The gonadotropins (FSH and LH) play an important role in communicating with the ovaries. Gonadotropins activate the ovaries to produce different steroid hormones such as estrogen, androgens and progesterone which are linked to the regulation the estrous cycle. Positive and negative feedback loops are involved in the communication between the ovaries and the hypothalamus and pituitary [10, 44-46]. Estrogen receptors (ER) are present in the hypothalamus, pituitary and in the ovaries of many species, including cattle [47-50]. Hence, alteration in estradiol concentration could have direct and independent effects on all the endocrine glands that comprise the HOP axis. Details of the interactions between gonadotropins and ovarian sex steroids in cattle will be discussed in later sections of this literature review.
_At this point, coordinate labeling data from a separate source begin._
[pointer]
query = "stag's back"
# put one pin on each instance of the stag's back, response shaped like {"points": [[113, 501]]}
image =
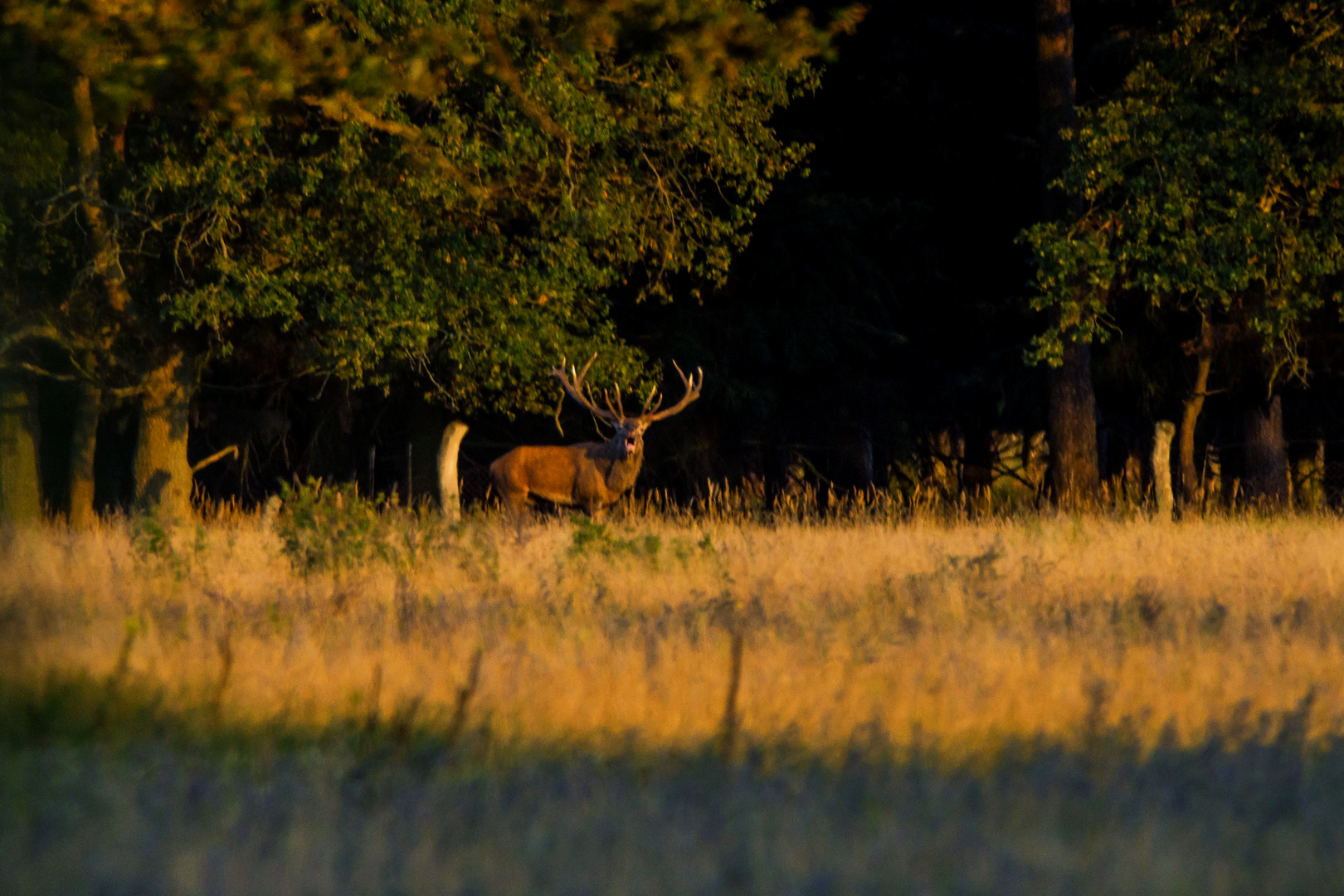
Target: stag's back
{"points": [[566, 475]]}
Non-steroidal ovarian products have also been related to the control of gonadotropin secretions [51, 52]. Inhibin is a protein produced by the granulosa cell of growing follicles under the influence of FSH. It comprises α and β sub-units and it is known to suppress FSH secretion by acting at hypothalamic and pituitary levels [43, 53-55]. The combination of two β sub-units results in a related protein, known as activin, which counteracts the effect of inhibin by stimulating FSH release [43]. Other factors present in the follicular fluid include follistatin, oxytocin, insulin-like growth factor (IGF), epidermal growth factor (EGF) and plasminogen activator (reviewed in [56]).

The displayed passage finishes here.